Here’s the expression you provided:

$\frac{2x^2 - 5x - 3}{x^2 + 3x - 10} \div \frac{x^2 - 9}{2x^2 + 16x + 30}$

Steps:

1. Factor each part of the expression:

   • Factor both the numerators and denominators of each fraction.

   First fraction:

   • $2x^2 - 5x - 3$ factors as $(2x + 1)(x - 3)$.
   • $x^2 + 3x - 10$ factors as $(x + 5)(x - 2)$.

   Second fraction:

   • $x^2 - 9$ is a difference of squares, so it factors as $(x - 3)(x + 3)$.
   • $2x^2 + 16x + 30$ factors as $2(x + 3)(x + 5)$.

   So the expression becomes:

   $\frac{(2x + 1)(x - 3)}{(x + 5)(x - 2)} \div \frac{(x - 3)(x + 3)}{2(x + 3)(x + 5)}$

2. Multiply by the reciprocal:

   • Division of fractions is the same as multiplying by the reciprocal. So the expression becomes:

   $\frac{(2x + 1)(x - 3)}{(x + 5)(x - 2)} \times \frac{2(x + 3)(x + 5)}{(x - 3)(x + 3)}$

3. Cancel common factors:

   • Cancel out $(x - 3)$ from the numerator and denominator.
   • Cancel out $(x + 5)$ from the numerator and denominator.
   • Cancel out $(x + 3)$ from the numerator and denominator.

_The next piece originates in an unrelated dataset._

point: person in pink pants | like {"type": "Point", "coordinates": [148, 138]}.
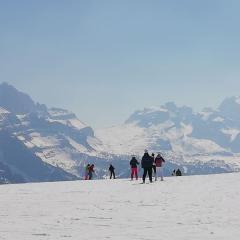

   After cancellation, you're left with:

   $\frac{2(2x + 1)}{(x - 2)}$

4. Final answer: The simplified expression is:

   $\frac{2(2x + 1)}{x - 2}$

Key tip:

When solving rational expressions like this, always factor both numerators and denominators first and look for common factors to cancel. This will save time and simplify the problem.

Would you like more details on any of the steps, or do you have any questions?

Here are 5 related questions to further practice:

1. How do you factor quadratic expressions quickly?
2. What is the rule for multiplying rational expressions?
3. How can you spot common factors easily in rational expressions?
4. What are the key strategies for dividing fractions in algebra?
5. How do you deal with special factorizations like the difference of squares?

Tip: Always rewrite division of fractions as multiplication by the reciprocal before you start simplifying.